Competition models typically assume that consumers who cannot compare prices, buy randomly. This paper models the idea that firms may obfuscate product information to confuse consumers, but confused consumers prefer simple alternatives. We show that complexity aversion generates competition in obfuscation, in addition to prices. Markets become more transparent, which enables more consumers to understand prices and stimulates price competition. Three results are most interesting. Firstly, even when simple products are the most expensive in the market, firm profit can be lower when confused consumers favour simple products. Secondly, profit is not always lower in less obfuscated markets. Thirdly, obfuscation can only be eliminated if some consumers are always confused and policies to improve consumer sophistication can stimulate obfuscation.

Working Papers

Postal Platform Pricing with Limited Consumer Attention

Joint with Dr Christian Bach (University of Liverpool) & Dr Christian Jaag (Swiss Economics)

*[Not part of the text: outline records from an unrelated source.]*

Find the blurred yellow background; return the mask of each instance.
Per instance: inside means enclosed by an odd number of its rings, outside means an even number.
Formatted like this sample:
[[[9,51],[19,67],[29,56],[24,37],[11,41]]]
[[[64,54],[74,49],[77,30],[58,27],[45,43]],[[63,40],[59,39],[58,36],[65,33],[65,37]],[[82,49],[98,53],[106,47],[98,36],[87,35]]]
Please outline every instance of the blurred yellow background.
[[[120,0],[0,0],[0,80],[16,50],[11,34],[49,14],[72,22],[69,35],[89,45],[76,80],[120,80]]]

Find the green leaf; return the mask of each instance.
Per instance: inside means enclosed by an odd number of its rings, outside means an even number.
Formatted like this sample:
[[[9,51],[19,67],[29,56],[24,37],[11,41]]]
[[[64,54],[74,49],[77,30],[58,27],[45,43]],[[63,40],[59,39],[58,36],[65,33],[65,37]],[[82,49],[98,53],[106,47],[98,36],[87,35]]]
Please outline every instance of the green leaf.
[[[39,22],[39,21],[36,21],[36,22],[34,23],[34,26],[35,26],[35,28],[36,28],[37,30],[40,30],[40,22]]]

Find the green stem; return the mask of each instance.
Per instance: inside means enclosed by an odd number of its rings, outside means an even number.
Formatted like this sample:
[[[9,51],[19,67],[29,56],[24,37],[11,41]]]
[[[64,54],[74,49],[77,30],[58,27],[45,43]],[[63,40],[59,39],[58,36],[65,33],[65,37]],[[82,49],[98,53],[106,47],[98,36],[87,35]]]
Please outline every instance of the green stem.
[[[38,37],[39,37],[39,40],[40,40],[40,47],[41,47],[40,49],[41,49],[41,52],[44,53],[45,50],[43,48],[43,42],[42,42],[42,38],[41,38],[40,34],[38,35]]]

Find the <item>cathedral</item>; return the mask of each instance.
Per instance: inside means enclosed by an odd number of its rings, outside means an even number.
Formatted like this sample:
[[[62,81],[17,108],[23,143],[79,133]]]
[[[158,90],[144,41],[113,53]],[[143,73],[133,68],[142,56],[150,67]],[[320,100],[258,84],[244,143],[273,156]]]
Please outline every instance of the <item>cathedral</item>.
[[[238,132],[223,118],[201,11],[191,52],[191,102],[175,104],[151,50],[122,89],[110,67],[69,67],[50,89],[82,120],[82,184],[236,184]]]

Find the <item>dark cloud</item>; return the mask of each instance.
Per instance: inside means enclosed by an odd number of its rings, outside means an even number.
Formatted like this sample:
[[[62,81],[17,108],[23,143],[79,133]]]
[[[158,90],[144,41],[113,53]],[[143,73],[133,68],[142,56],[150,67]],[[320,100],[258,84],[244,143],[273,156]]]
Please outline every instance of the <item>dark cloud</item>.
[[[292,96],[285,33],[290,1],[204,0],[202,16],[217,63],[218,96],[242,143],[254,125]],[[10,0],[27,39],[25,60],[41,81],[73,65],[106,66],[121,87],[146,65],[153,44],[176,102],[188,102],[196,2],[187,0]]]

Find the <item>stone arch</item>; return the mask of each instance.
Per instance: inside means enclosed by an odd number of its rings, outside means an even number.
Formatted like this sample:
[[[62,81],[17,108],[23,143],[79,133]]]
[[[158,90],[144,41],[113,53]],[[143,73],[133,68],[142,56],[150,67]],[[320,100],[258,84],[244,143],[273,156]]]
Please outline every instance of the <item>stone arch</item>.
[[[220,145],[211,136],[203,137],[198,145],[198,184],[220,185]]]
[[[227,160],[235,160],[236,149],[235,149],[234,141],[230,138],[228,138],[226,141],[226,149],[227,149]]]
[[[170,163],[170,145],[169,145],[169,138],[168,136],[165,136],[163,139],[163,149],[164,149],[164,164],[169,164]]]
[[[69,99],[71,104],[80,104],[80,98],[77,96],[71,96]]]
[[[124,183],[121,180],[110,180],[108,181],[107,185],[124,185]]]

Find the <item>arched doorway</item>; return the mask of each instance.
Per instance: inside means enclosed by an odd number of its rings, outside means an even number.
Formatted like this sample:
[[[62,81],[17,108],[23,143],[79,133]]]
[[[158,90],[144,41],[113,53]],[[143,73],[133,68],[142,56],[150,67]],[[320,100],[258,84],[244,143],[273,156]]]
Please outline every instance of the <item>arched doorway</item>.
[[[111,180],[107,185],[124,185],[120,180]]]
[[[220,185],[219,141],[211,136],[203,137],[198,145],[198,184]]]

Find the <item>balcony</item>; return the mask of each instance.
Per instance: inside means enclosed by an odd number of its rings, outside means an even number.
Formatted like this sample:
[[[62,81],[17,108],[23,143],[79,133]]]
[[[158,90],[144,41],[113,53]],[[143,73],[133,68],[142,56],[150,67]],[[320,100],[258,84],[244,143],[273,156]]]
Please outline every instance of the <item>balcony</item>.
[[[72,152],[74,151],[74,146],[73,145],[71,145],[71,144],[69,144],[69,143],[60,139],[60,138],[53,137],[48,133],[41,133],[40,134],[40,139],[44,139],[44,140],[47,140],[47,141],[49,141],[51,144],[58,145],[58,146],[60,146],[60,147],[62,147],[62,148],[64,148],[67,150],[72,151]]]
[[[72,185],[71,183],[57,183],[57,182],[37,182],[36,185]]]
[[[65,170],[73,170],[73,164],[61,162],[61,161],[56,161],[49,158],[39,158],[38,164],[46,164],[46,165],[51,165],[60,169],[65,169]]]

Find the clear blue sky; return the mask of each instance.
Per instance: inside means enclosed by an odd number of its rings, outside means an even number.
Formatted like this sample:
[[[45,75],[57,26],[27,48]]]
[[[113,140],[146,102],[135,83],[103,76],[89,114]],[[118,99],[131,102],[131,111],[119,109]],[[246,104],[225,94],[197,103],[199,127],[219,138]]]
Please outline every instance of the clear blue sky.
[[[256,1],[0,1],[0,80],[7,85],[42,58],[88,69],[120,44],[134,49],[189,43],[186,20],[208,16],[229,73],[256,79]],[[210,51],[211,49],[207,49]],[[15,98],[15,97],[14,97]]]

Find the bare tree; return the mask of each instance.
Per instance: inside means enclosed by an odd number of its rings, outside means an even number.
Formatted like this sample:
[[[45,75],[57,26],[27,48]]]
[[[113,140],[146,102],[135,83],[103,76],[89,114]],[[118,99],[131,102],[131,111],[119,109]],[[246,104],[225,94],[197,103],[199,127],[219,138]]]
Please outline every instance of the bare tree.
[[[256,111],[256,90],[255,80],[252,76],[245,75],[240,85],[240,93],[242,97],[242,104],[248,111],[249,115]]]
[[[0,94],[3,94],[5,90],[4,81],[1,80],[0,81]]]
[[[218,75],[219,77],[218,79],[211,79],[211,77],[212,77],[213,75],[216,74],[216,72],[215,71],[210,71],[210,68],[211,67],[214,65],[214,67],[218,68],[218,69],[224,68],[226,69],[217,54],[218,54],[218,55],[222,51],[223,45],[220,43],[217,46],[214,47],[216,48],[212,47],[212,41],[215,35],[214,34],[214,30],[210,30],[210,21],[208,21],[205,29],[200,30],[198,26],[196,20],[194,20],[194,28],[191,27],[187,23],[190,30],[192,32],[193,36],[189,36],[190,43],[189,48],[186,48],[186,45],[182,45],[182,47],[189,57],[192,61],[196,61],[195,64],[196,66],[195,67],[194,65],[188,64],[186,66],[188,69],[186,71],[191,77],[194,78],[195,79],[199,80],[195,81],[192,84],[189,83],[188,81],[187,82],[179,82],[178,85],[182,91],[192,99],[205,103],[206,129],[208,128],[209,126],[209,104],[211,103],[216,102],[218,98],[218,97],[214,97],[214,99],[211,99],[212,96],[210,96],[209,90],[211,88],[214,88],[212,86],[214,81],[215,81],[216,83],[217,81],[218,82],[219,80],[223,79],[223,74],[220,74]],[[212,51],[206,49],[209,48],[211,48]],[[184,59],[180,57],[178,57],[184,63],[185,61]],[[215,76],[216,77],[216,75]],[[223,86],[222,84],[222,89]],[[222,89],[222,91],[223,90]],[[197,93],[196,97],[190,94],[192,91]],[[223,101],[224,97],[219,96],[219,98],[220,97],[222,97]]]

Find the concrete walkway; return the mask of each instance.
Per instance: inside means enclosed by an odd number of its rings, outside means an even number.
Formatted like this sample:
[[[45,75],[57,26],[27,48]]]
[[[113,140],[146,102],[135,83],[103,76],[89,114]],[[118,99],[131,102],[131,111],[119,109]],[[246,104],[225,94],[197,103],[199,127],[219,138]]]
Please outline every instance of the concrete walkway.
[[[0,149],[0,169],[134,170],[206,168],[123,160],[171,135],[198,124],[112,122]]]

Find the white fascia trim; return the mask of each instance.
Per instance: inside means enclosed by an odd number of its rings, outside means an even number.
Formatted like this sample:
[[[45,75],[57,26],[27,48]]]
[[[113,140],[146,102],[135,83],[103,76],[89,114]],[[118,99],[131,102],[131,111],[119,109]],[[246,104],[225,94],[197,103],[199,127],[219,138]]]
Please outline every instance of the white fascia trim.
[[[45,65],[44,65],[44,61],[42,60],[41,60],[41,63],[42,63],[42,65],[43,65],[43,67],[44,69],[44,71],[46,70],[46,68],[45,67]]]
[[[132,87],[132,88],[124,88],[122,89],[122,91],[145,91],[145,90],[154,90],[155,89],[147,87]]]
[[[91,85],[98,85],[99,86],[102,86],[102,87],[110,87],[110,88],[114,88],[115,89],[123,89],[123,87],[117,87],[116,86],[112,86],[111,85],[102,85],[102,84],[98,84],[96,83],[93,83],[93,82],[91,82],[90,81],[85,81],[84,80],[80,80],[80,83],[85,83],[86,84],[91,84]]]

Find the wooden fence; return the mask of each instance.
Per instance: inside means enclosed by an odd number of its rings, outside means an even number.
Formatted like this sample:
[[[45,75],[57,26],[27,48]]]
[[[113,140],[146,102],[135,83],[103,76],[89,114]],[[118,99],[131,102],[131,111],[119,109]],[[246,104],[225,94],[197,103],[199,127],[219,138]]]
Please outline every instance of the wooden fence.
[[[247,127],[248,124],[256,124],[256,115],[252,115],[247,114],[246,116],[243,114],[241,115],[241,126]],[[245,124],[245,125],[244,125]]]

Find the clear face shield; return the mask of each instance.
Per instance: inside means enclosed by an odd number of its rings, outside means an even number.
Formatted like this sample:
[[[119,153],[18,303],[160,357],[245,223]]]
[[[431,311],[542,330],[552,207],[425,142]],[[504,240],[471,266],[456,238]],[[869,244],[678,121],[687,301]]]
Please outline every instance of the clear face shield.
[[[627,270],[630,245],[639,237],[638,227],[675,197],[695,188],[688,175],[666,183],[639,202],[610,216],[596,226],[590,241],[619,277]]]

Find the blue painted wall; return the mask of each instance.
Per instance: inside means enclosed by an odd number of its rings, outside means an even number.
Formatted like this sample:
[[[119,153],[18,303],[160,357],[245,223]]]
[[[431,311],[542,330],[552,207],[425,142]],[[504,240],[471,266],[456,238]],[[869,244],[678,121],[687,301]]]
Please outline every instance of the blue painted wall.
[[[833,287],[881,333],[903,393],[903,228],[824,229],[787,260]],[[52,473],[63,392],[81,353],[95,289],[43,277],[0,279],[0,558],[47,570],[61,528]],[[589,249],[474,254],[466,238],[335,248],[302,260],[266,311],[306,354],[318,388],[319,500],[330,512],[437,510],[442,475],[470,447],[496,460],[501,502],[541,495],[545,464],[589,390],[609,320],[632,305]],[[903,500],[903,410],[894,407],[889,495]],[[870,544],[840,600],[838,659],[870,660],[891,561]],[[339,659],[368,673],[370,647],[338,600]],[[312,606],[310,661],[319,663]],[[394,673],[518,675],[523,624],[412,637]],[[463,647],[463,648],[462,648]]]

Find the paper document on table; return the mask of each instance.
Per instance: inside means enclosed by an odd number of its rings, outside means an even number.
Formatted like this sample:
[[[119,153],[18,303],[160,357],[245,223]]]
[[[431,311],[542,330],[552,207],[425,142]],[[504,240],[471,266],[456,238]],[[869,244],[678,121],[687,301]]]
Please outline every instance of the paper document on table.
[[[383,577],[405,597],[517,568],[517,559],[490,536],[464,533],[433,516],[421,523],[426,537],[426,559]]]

Abstract available upon request.



Market Competition & Public Goods Provision

Joint with Dr Robert Routledge.

This work studies an economy with a private good and a public good. The economy is populated with a finite number of individuals endowed with quasilinear preferences, and a finite number of private producers of the public good with convex cost functiions. The Pareto effieicnt quantity of the public good is characterized. A sufficient condition is given for the Pareto efficient quantity of the public good to be achievable in a double Nash equilibrium with: (i) the individuals playing a Nash equilibrium in private provisions, (ii) the producers playing a Nash equilibrium in a price competition game.

Existence of Bayesian Price Equilibrium

Joint with Dr Robert Routledge.


Funding Awards

  • ESRC 1+3 Doctoral Training Centre Grant - Value: £90,000.


  • University of Liverpool Pump Priming, Competitive Research Funding Award - Value: £750.